Lines 112-120 define the Macro that will be used to print the user's addresses and add them to the generated reg_defines.h file.

  112	 `define PRINT_USER_REG_ADDRESSES                                                                         \
113 $fwrite(c_reg_defines_fd, "#define RATE_LIMIT_0_ENABLE_REG 0x%07x\n", `RATE_LIMIT_0_ENABLE_REG<<2); \
114 $fwrite(c_reg_defines_fd, "#define RATE_LIMIT_0_SHIFT_REG 0x%07x\n\n", `RATE_LIMIT_0_SHIFT_REG<<2); \
115 $fwrite(c_reg_defines_fd, "#define RATE_LIMIT_1_ENABLE_REG 0x%07x\n", `RATE_LIMIT_1_ENABLE_REG<<2); \
116 $fwrite(c_reg_defines_fd, "#define RATE_LIMIT_1_SHIFT_REG 0x%07x\n\n", `RATE_LIMIT_1_SHIFT_REG<<2); \
117 $fwrite(c_reg_defines_fd, "#define RATE_LIMIT_2_ENABLE_REG 0x%07x\n", `RATE_LIMIT_2_ENABLE_REG<<2); \
118 $fwrite(c_reg_defines_fd, "#define RATE_LIMIT_2_SHIFT_REG 0x%07x\n\n", `RATE_LIMIT_2_SHIFT_REG<<2); \
119 $fwrite(c_reg_defines_fd, "#define RATE_LIMIT_3_ENABLE_REG 0x%07x\n", `RATE_LIMIT_3_ENABLE_REG<<2); \
120 $fwrite(c_reg_defines_fd, "#define RATE_LIMIT_3_SHIFT_REG 0x%07x\n\n", `RATE_LIMIT_3_SHIFT_REG<<2)

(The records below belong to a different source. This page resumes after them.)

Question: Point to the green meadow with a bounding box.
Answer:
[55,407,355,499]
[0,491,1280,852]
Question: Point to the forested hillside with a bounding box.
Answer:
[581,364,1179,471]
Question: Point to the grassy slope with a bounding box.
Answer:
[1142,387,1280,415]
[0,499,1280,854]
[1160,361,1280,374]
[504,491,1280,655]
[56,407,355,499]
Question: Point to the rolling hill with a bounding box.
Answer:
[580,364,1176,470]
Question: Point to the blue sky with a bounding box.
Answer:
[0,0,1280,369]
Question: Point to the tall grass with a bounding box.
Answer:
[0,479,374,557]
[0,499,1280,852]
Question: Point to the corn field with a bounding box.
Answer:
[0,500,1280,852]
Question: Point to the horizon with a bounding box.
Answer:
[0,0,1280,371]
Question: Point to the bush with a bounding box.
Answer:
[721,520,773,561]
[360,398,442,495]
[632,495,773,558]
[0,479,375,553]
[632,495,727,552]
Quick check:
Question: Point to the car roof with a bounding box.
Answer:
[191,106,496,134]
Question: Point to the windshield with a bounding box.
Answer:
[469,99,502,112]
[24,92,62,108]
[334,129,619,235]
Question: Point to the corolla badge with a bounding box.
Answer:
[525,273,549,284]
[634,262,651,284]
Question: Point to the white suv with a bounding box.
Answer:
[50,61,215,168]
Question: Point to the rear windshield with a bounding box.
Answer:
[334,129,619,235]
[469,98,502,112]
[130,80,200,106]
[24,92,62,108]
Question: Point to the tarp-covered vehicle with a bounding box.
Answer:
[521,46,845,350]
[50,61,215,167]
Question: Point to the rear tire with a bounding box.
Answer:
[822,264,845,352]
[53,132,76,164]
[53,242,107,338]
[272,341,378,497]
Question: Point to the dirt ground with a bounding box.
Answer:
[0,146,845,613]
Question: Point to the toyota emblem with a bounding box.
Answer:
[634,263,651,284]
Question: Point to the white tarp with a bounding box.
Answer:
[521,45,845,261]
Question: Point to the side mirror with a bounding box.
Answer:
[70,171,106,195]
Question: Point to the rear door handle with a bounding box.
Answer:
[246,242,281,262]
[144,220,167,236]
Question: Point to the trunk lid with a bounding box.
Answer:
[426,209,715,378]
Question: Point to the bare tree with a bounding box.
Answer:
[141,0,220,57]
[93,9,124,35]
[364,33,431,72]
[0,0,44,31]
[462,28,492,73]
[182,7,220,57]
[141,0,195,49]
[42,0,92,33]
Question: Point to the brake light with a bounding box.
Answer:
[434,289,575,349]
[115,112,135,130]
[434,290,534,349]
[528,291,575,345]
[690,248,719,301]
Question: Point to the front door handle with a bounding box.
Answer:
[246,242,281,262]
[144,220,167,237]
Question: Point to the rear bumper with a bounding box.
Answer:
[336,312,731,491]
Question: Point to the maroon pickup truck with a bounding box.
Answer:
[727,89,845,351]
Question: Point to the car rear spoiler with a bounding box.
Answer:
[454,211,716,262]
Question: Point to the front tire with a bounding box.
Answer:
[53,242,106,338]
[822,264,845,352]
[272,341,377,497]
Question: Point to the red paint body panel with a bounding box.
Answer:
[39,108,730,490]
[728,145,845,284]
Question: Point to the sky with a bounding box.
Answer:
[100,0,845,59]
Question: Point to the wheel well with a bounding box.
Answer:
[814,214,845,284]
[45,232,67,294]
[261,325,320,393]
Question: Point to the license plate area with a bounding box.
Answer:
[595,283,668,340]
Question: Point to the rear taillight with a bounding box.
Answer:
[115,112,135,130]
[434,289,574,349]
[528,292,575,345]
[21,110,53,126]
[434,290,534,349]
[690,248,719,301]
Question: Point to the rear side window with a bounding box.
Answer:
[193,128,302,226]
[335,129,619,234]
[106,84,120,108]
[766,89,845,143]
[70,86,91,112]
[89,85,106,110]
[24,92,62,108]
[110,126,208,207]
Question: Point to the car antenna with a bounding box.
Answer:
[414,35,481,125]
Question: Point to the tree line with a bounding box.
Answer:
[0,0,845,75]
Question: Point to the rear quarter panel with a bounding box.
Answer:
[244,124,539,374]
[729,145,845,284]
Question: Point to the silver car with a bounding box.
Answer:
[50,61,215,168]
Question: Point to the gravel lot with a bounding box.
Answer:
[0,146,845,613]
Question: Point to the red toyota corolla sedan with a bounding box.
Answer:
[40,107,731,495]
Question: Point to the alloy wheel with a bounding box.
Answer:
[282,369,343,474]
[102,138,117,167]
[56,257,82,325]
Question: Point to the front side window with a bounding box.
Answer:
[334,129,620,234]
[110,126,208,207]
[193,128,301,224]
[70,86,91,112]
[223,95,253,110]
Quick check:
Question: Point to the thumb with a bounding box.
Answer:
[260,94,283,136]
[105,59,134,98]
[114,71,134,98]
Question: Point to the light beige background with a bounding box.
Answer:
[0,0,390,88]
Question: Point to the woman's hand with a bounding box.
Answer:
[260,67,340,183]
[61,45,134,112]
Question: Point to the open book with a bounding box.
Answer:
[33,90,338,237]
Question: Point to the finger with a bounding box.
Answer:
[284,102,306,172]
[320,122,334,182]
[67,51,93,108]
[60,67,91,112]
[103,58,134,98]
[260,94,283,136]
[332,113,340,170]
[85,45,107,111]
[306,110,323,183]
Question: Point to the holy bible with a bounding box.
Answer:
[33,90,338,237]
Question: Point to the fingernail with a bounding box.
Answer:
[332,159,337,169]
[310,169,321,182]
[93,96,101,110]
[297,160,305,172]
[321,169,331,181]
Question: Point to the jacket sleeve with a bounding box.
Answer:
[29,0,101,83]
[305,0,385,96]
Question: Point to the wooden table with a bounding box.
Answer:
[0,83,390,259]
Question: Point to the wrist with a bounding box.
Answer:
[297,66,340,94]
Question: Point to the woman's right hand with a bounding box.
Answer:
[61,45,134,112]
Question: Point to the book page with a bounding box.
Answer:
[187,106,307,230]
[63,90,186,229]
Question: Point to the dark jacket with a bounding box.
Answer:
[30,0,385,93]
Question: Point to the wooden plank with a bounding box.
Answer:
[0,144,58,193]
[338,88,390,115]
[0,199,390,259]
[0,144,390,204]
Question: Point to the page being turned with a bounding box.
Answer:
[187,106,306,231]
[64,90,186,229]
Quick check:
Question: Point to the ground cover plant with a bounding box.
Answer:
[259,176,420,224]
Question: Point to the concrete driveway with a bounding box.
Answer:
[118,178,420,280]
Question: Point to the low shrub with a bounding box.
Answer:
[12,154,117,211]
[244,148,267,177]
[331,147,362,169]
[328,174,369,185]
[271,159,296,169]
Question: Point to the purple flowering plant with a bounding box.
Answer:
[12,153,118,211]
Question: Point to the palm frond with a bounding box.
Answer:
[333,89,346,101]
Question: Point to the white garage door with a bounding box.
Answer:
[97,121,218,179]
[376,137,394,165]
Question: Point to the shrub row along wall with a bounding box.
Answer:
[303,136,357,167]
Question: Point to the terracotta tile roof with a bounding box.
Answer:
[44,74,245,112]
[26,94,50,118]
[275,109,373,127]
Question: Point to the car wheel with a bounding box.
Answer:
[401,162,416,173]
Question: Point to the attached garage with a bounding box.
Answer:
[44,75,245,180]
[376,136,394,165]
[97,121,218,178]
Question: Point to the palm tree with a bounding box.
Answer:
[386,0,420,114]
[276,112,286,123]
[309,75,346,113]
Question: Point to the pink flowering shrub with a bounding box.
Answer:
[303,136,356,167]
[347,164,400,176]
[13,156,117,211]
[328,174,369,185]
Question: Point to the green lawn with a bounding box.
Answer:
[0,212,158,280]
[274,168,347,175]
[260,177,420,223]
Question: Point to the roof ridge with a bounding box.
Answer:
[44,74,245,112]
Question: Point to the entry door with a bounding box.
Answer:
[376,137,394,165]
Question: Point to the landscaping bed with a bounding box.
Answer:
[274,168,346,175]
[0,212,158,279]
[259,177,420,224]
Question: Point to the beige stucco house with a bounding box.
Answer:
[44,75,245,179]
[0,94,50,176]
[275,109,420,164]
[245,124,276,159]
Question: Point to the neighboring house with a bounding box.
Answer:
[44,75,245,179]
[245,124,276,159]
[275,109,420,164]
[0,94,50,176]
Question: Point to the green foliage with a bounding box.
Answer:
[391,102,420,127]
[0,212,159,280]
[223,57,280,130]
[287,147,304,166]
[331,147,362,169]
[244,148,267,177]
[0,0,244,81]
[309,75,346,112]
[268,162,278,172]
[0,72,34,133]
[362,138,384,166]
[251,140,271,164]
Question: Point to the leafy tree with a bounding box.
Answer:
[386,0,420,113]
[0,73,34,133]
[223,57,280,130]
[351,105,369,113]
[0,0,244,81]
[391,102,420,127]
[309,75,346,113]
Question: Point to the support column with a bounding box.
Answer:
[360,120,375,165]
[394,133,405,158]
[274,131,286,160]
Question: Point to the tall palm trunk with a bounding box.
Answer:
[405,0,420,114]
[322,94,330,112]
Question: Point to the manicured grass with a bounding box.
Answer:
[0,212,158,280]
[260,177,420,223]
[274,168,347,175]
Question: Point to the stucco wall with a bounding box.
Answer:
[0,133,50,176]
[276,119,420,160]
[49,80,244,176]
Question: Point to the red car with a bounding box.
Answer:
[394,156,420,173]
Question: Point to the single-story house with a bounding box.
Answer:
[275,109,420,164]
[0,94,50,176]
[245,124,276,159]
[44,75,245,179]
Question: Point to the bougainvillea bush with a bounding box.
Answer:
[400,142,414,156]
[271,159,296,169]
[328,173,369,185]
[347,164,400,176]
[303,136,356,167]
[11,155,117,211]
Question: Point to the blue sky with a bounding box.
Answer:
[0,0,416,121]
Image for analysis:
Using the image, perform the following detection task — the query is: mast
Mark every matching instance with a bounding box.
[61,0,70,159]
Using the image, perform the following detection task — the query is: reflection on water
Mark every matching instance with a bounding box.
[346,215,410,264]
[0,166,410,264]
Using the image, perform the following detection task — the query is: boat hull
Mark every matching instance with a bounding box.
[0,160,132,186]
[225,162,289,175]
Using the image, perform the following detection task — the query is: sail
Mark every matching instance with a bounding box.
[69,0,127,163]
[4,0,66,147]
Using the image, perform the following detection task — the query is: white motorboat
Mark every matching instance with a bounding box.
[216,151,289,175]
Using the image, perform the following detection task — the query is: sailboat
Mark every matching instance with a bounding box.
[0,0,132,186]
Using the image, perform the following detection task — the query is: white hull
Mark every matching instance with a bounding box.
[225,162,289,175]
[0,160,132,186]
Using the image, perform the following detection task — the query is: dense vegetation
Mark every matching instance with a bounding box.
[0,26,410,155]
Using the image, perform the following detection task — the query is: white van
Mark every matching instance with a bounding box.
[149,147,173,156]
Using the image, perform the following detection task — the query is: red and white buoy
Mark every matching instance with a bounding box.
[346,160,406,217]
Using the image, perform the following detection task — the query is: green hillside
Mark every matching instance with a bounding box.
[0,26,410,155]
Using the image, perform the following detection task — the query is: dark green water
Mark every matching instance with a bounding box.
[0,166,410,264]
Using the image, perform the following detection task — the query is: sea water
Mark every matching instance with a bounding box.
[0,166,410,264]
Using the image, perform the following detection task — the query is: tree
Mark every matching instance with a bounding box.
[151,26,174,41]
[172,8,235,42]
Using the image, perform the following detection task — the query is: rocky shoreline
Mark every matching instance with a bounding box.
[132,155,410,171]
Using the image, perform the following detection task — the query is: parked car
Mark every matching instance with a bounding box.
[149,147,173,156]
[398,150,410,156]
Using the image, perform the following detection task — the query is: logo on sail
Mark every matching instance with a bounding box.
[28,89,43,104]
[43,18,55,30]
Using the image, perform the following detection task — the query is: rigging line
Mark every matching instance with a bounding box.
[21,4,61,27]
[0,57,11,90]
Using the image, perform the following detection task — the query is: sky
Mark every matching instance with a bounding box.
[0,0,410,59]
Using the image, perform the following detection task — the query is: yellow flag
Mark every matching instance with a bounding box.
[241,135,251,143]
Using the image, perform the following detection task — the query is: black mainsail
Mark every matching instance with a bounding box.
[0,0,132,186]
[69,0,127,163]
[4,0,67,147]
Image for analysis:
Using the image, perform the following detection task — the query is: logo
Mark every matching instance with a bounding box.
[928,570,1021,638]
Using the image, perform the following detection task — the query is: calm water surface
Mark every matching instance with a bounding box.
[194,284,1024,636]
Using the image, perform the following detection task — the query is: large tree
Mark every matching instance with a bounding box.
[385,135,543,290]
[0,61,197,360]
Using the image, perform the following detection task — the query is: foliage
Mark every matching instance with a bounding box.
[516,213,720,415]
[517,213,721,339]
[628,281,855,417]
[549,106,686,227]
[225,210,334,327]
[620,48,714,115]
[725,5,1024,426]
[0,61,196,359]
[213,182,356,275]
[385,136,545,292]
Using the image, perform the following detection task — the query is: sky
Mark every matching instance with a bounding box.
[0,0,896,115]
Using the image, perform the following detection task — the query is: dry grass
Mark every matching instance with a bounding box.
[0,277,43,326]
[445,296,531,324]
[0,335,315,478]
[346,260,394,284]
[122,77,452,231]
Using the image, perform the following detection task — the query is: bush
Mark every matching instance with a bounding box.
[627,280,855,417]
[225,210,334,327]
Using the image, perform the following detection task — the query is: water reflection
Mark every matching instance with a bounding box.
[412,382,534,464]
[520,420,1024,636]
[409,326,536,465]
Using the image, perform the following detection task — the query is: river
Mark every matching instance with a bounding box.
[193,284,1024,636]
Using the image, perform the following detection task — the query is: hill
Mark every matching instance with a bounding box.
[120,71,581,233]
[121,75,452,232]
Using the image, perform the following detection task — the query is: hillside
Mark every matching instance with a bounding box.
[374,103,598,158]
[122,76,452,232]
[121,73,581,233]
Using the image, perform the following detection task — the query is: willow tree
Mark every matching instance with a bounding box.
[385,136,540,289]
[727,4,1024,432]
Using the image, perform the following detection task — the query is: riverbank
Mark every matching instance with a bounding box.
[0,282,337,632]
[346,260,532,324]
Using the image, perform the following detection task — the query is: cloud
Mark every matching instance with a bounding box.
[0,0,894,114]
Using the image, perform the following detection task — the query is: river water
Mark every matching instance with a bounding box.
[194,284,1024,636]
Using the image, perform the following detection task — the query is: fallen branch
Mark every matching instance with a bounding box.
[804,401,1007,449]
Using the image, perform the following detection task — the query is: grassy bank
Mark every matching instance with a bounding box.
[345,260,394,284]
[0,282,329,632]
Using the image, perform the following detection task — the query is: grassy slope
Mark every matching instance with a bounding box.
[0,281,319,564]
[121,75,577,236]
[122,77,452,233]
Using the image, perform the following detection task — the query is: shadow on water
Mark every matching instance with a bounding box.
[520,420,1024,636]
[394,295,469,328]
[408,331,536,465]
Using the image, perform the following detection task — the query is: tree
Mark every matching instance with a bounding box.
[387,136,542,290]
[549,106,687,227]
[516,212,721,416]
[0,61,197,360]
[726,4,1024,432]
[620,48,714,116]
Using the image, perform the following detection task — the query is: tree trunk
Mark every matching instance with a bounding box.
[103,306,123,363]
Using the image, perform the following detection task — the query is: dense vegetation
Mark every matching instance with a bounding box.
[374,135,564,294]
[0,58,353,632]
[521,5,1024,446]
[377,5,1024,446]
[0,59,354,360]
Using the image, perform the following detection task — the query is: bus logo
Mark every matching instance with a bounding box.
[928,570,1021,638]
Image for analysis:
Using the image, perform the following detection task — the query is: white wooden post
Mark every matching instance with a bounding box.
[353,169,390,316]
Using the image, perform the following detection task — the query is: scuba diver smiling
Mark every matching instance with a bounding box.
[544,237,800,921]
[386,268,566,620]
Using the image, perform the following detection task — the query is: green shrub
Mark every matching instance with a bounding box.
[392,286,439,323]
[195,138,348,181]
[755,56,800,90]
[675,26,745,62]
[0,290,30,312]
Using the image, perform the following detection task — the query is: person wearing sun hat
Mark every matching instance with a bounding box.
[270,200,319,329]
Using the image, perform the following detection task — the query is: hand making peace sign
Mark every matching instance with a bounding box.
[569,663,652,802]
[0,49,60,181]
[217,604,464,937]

As was said before, when simulated, this will generate the reg_defines.h that can be used in C code and the NF2/lib/Perl5/reg_defines.ph file which can be used in Perl code.

To enable the rate limited, you need to write 1 into one of the RATE_LIMIT_X_ENABLE_REG registers. The RATE_LIMIT_X_SHIFT_REG registers controls the transmission rate exponentially. For more details, refer to the Verilog code.

Simulating the design

The next step after writing the code is to simulate the design. We will use the same testbenches used for the router. These testbenches are defined under NF2/projects/rate_limited_router/verif. Each directory contains a description of the packets to send, when to send them and which packets we expect to come out of the NetFPGA whether via DMA or Ethernet. The simulation environment also allows you to specify register reads and writes. Each testbench consists of a three files:

config.txt
specifies when a simulation should end.
run
generates packets and runs the simulation. Usually this should not be modified except for unusual circumstances such as simulation time parameter definitions.
make_pkts.pl
Perl script that generates all the packets and register requests.

test_router_short/make_pkts.pl is shown below ready for dissection:

File header. Nothing fancy.

    1	#!/usr/local/bin/perl -w
2 # make_pkts.pl
3 #
4 #

Select the libraries to be used for simulation. All theses libraries provide functions to create/send/expect packets and to generate register requests. In particular, the NF21RouterLib encapsulates the nf_PCI_regread and the nf_PCI_regwrite functions which access registers to provide router specific functionality. These libraries and some others that are used for real hardware (as opposed to simulation) testing can be found under NF2/lib/Perl5/.

    7	use NF2::PacketGen;
8 use NF2::PacketLib;
9 use NF21RouterLib;

Include the file that defines all register addresses.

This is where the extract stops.